Now you get not just the 5 LoC to review but a 5 page essay to read in the form an auto-generated review as well. Which makes the submitter even more indignant when you start nit picking things about how it's implemented.
I think it's worse than that. At least if I dumped 5k LoC on somebody in 2021, you knew I spent the time to write it, so it's "fair" to ask you to read it. But I didn't write it in 2026, so you shouldn't read it.
I think it's less about "break it down" and more about "let's communicate at the same altitude."
I wrote a (bait-titled) post about it: https://tern.sh/blog/stop-reading-prs/
113 files +22913 −2423
305 files +15075 −13110
153 files +21934 −8698
125 files +28120 −2398
43 files +11188 −63
118 files +21564 −647
These are the largest (6 of 35) in the past 30 days. added: 190079 removed: 39696 in the last 6 months
from one person.
I hope 99% of that was documentation and testing.
[dead]
You aren't allowed to block PRs for being too large anymore. The objective that every engineer should be 2x/3x/5x more productive can only be achieved if you go totally lax on code reviews.
Because if all your SWEs produce 5x more code, it also means they have to review 5x more code. But LLMs don't really help with code reviews.
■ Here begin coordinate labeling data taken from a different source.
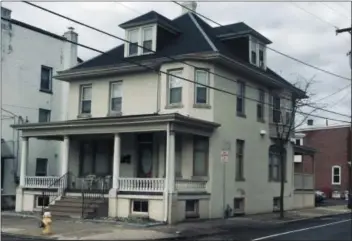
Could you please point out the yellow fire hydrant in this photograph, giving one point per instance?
(46, 223)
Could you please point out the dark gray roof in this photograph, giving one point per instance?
(190, 40)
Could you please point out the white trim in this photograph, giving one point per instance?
(202, 32)
(332, 175)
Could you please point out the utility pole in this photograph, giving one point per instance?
(349, 162)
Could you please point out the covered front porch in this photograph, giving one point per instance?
(130, 155)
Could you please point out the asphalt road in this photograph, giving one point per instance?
(338, 227)
(6, 237)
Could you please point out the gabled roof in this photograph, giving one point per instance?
(196, 37)
(239, 29)
(148, 18)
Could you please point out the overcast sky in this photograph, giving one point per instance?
(302, 30)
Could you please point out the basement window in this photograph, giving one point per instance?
(192, 208)
(238, 206)
(42, 201)
(139, 206)
(276, 204)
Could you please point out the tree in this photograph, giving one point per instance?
(284, 118)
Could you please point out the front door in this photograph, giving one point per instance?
(145, 155)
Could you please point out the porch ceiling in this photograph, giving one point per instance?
(121, 124)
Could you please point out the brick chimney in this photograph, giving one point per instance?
(192, 5)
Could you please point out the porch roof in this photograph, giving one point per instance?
(120, 124)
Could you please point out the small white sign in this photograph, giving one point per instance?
(224, 156)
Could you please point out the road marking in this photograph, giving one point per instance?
(300, 230)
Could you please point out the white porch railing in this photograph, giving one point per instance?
(41, 182)
(141, 184)
(191, 185)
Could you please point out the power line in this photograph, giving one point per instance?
(230, 30)
(126, 41)
(334, 10)
(312, 14)
(182, 78)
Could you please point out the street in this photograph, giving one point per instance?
(332, 228)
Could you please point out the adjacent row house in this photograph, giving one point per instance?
(30, 56)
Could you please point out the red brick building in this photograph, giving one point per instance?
(332, 170)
Then it becomes a Metcalfian paradox unless you just rubberstamp PRs, which is what is expected of you.
its pretty easy to point your terminal agent to your giant pr and ask it to break it up into small prs
if youre being asked to rubberstamp prs thats a management skill issue
Breaking up a giant PR can be a tedious, time-consuming hassle, and in the past I could sympathize in practice if someone had a giant PR they didn't have time to decompose once they got it working.
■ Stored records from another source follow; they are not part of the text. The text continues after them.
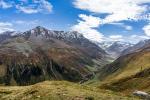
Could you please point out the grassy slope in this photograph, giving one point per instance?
(58, 90)
(133, 74)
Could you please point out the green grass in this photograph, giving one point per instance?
(58, 90)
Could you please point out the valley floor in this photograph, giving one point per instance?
(58, 90)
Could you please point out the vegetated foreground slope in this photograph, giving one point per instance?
(128, 73)
(40, 54)
(58, 90)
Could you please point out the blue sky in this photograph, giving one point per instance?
(97, 20)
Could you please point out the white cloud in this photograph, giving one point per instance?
(5, 26)
(147, 29)
(127, 27)
(27, 10)
(116, 37)
(26, 22)
(117, 10)
(87, 26)
(5, 5)
(37, 6)
(34, 6)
But it's also the exact sort of thing that LLMs are literally perfect for in my experience so there's really no excuse anymore. I've never seen Claude fail to turn a 5k PR into a well-decomposed Graphite stack.
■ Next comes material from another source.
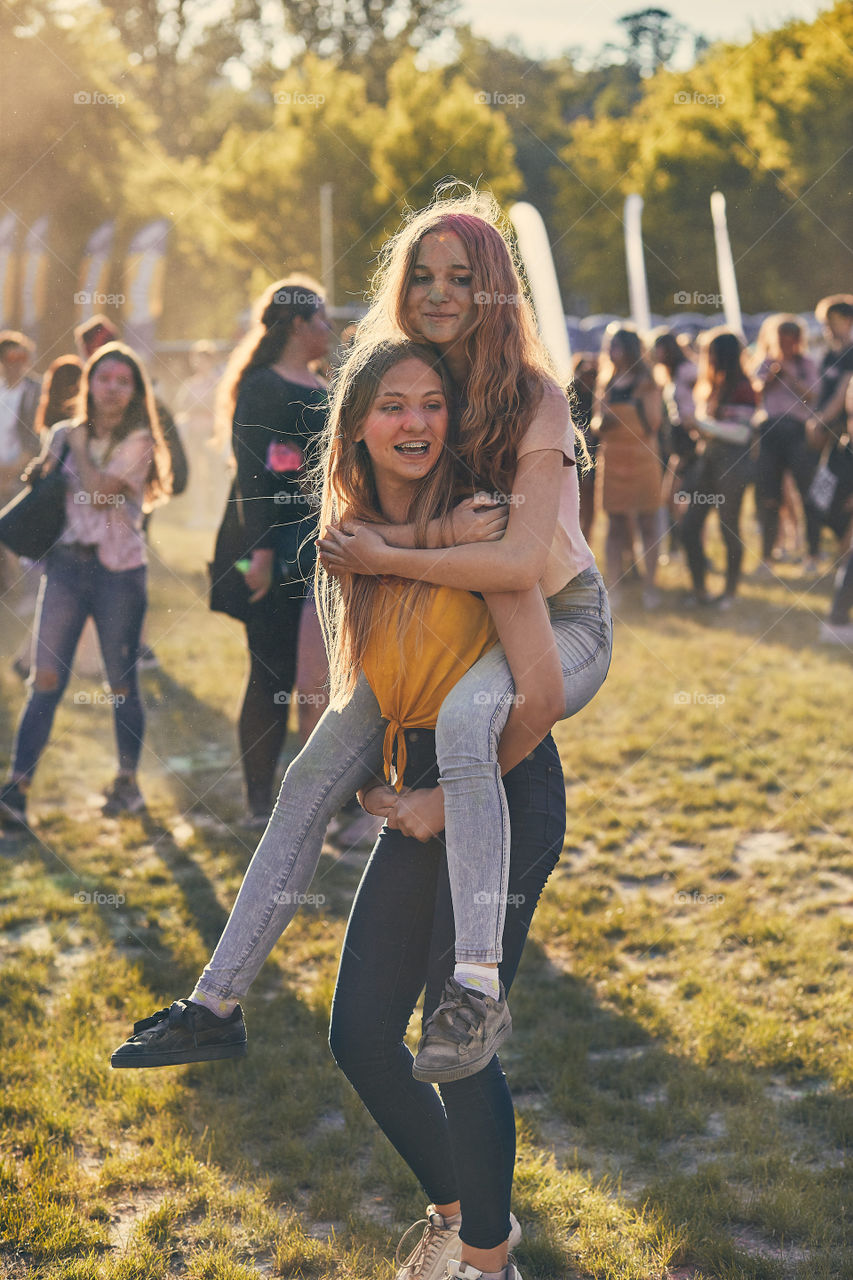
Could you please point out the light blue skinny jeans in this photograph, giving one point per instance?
(345, 753)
Hell, I've hand-written a large PR as a single commit and then asked claude to break it down for me at least once. But I think the fact doing this task by hand is a tedious, time-consuming hassle is not because it inherently has to be but because the tooling for doing it has barely changed in the past 15 years.
It is not so much forgetting as much as it is acceptance that when welcoming AI into a codebase, the code can no longer matter; that all that matters is that the properties of the system are validated. That isn't a change that comes free, so nobody should be expecting magic, it is a different set of tradeoffs. There is no such thing as a panacea.
> all that matters is that the properties of the system are validated
I don’t think this is possible in practice without leaning on the stability of the code base.
How can the code no longer matter? It literally is the logic (not to mention performance, and reliability) of the software.
I think they expect you to also use an LLM to review, and I bet they are doing exactly that when asked to review someone else's code.
That gets you 90% the way there. So, it it only really works if you accept the cruft and the risks associated with that last 10%. Been doing this day in a day out for the last few months and no matter how much and how good we get the automated reviews, we still can't skip the manual ones.
Theres really no diff between a rubber stamp and an llm review, they both do the same thing.
In terms of knowledge sharing and gathering hard-won human context I agree, sort of. An LM review can at least prompt some reasonable changes, catch performance issues, etc.
> If a coworker dumped a 5k-line code review on you, you'd tell them to come back when it's broken down into smaller, reviewable chunks.
I would, and all my training at Google told me to do that. But what I found after I left that comfortable box was that somehow this kind of practice is acceptable in the industry at large and you're expected to just Deal With It(tm). 5k lines isn't even high by what I've seen.
Worse the "code review" tools that people have access to in GitHub make this absolutely and totally unworkable to incrementally improve review. Messy merge commits full of "responding to code review" comments. Threads impossible to follow. Just bad tooling.
So a lot of shops, from what I've seen, are just yeeting it with very shallow reviews.
This is my observation pre agentic AI. LLMs just threw kerosene on that dumpster fire.